Most Chinese, they say, support his visit and think the protesters are presenting a distorted view of Chinese society.

"It's no longer the Cold War, and China is no longer the Communist country it once was," says Hui Kuok '00, who is from Hong Kong.

They say they hope people will keep an open mind about China's situation in his when they listen to his speech.

"It's a good opportunity to let all the students and faculty know more about China. In recent years, China has changed a lot," says Liping Zheng, a student at the Kennedy School of Government.

Zheng was an executive vice-mayor in the Shenzen Special Economic Zone (SEZ) before coming to study at the Kennedy School.

The Western media has skewed coverage of Chinese political situation, Zheng adds.

"Frankly speaking, in China, most people [have] forgotten about June 4th," the date of the 1989 Tiananmen Square crackdown, Zheng says.

He says that many people he knows in China are enthusiastic about Jiang's visit and see it as a step toward improved relations between the United States and China.

"Now we have reform and an open door to the world," he says. "Many Chinese consider the U.S. our partner and our friend."

However, protesters say that the political situation in China is still unjust.

People tend to downplay the government's faults because they are not directly affected by the persecution, Tong says.

"Things happen all around them, and they choose not to look at it," he says. "When you know you're powerless, you become cynical. You feel you can't do anything, so you make peace with the situation."

Tong says many Chinese nationals here are still affected by "Chinese propaganda."

"Truthfully, most people who come here read science and technology books, not The New York Times," he says. "They don't try to comprehend new views on democracy."

Yang also says that many Chinese are afraid to speak out.

"One thing you have to keep in mind is that most people are afraid of protesting the Chinese government," he says.

"It is very much self-censored," Yang says. "They fear 'I might not be able to go back to China, my family members might be harassed, I might lose the opportunity to do business in China.' Uncertainty is a very big threat."
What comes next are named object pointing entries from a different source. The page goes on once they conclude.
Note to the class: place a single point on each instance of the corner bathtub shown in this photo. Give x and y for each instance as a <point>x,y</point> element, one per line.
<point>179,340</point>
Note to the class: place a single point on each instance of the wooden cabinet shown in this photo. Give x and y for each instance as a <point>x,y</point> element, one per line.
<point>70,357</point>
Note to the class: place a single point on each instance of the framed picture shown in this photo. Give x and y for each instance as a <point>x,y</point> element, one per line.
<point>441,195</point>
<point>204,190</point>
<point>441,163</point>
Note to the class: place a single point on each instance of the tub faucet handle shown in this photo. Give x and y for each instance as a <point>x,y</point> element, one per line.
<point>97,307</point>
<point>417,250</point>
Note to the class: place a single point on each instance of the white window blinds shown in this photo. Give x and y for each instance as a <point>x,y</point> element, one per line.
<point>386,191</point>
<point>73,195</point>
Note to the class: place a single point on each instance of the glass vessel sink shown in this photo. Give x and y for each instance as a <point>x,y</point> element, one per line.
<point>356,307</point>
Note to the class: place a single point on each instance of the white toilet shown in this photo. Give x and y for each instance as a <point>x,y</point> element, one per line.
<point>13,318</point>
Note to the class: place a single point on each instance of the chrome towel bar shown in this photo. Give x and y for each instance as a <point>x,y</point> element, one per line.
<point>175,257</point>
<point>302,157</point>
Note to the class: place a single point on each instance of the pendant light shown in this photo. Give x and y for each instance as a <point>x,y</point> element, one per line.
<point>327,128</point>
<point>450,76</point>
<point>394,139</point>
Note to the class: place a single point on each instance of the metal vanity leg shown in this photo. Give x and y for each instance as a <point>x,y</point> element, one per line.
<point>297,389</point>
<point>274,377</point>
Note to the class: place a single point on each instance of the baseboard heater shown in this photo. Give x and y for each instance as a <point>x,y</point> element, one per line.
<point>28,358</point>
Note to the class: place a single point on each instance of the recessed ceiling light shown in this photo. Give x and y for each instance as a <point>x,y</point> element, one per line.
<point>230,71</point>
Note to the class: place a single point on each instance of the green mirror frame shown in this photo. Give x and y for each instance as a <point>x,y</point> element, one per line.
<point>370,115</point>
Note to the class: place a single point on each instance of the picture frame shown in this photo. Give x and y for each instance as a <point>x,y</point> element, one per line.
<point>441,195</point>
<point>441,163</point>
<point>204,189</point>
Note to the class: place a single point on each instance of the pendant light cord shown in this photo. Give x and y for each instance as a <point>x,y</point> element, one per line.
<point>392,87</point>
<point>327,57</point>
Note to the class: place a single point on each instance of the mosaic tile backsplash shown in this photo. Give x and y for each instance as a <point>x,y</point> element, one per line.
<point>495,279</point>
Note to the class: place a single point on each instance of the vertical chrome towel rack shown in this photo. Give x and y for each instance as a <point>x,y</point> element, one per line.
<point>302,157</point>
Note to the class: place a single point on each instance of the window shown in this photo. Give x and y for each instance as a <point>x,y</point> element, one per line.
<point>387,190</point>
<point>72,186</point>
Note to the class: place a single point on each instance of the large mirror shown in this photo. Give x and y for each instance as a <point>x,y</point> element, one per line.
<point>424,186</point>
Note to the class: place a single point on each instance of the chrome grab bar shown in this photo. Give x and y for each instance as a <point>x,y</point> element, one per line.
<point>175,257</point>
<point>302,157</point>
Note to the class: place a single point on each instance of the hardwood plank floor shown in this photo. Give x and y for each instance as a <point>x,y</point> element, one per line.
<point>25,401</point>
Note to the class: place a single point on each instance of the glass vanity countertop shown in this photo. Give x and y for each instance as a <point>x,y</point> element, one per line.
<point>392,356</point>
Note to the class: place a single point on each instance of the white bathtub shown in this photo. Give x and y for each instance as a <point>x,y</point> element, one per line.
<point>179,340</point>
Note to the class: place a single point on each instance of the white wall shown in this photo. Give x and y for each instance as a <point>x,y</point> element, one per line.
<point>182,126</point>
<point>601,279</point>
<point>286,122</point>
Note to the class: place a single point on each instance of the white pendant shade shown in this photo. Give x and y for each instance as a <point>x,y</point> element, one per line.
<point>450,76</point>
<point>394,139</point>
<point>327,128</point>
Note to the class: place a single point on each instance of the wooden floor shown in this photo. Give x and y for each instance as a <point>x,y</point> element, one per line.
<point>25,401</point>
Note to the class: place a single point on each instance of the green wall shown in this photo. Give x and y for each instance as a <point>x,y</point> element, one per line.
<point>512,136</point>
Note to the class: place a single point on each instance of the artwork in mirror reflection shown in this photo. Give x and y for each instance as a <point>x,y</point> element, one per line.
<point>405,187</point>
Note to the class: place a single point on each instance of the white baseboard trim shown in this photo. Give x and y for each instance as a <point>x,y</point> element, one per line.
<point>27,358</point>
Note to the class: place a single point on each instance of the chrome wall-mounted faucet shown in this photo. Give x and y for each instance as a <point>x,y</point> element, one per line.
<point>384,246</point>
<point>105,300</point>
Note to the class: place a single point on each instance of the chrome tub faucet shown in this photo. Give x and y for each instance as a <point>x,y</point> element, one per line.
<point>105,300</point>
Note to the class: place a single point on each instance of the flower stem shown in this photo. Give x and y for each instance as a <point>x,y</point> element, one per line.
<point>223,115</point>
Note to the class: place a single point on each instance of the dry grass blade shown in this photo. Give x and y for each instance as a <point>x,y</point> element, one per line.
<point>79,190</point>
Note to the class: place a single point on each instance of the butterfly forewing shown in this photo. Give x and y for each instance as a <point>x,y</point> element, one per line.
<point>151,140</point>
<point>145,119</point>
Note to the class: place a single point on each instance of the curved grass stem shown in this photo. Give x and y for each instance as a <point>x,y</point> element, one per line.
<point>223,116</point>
Pan Qiang, another active leader in the demonstration, agrees. "You will see on Saturday that there will be more foreigners than Chinese at the protest [because they're afraid]," he says.

Pan also participated in the Tianan-men Square protests and was subsequently imprisoned for several months after the crackdown.

But other Chinese nationals say the idea that Chinese nationals who do not speak out against of the government out of fear of punishment is incorrect.

"I'm not afraid of the Chinese government," says Ying Liu '00, who comes from China.

Instead, she says there is more pressure in the Chinese community to denounce Jiang's visit.

Many more people here are actually in favor of Jiang's visit, she says, but are "afraid of going against public opinion and appearing to be a conservative or a communist."

Susan Y. Tang '01 says she fears the protests will present a simplified and biased view of the situation in China.

"The things I want to say are not things you can write down on a poster," she says.

Liu says people should listen to what Jiang has to say before forming their opinions.

"He's the representative of China and he should have that respect," Liu says

However, demonstrators point out that their protest of Jiang's visit does not indicate a protest against China or Chinese culture.

"There's a difference between being a friend of the Chinese people and a friend of Jiang Zemin," Pan says. "He is not a true representative of the Chinese people."

Tang expresses concern that the protest will hinder relations between the two countries.

"By protesting, you're not going educate Jiang, you're just going to build thicker and higher walls between us," she says.

But Shen is hopeful that the visit will spur renewed international interest in China.

"I think this will raise curiosity of what's really going on in China and the government's lack of legitimacy," he says.

"It will show that this is not simply a feel good cause for the American people, that Americans have a long term interest in a free and democratic China," he says.